Vodafone HTC Magic found to be carrying virus out of the box

[ilev]

It appears that just because something is factory sealed doesn’t necessarily insure that it is free of viruses.

An employee at Panda Research, a maker of anti-virus software, reportedly discovered some malware on her brand new HTC Magic phone from Vodafone according to a post on the corporate blog. Apparently the employee’s antivirus software set off an alarm when she plugged the brand new phone into her work computer, and she was alerted to the presence of a botnet mariposa piece of software, as well as Confiker and a Lineage password stealing malware.

The problem was isolated down to the included microSD memory card, and confirmed it was not the phone itself, nor the Android operating system that was responsible.

The company is planning to purchase more of the phones to see if this was an isolated incident or to see if it is perhaps a problem with a shipment of memory cards Vodafone received.

http://research.pandasecurity.com/vodafone-distributes-mariposa/

[The Teej]

Holy ****, that's crazy.

[Billus]

The title is a little misleading, don't ya think?

[ilev]

The title is a little misleading, don't ya think?

The original title on Panda's blog says : Vodafone distributes Mariposa botnet :-)

Here is yet another example of a company distributing malware to its userbase. Unfortunately it probably won’t be the last

[ilev]

Vodafone distributes Mariposa ? Part 2 : http://research.pandasecurity.com/vodafone-distributes-mariposa-part-2/

It seems that my original post Vodafone distributes Mariposa botnet caught a lot of attention. It was very interesting to see the reactions from the different actors. On the one hand Vodafone called it an isolated incident, deleted all posts on their forum from users asking about the incident, and then two days later announced the end of life of the HTC Magic. On the other hand reactions from users all over the blogosphere ranged from applause for uncovering this to accusing us of making it up, along with the inevitable and always amusing Android vs. iPhone fanboy quarrels.

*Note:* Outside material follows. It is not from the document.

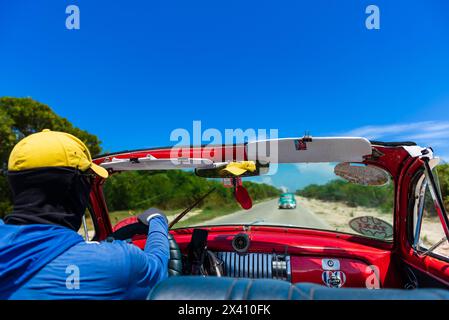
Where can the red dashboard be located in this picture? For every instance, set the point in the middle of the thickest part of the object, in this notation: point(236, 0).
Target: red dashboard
point(304, 255)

However it also caught the attention of an employee of a different IT security company here in Spain, S21Sec, which specializes in researching banking trojans & vulnerabilities. This guy had also purchased an HTC Magic direct from Vodafone?s official website the same week as my co-worker. He hadn?t connected the phone to his PC yet, but as soon as he saw the news hurried back home, plugged it in via USB and scanned its memory card with both MalwareBytes and AVG Free. Lo and behold, Mariposa emerged again, exactly in the same way as in our original finding.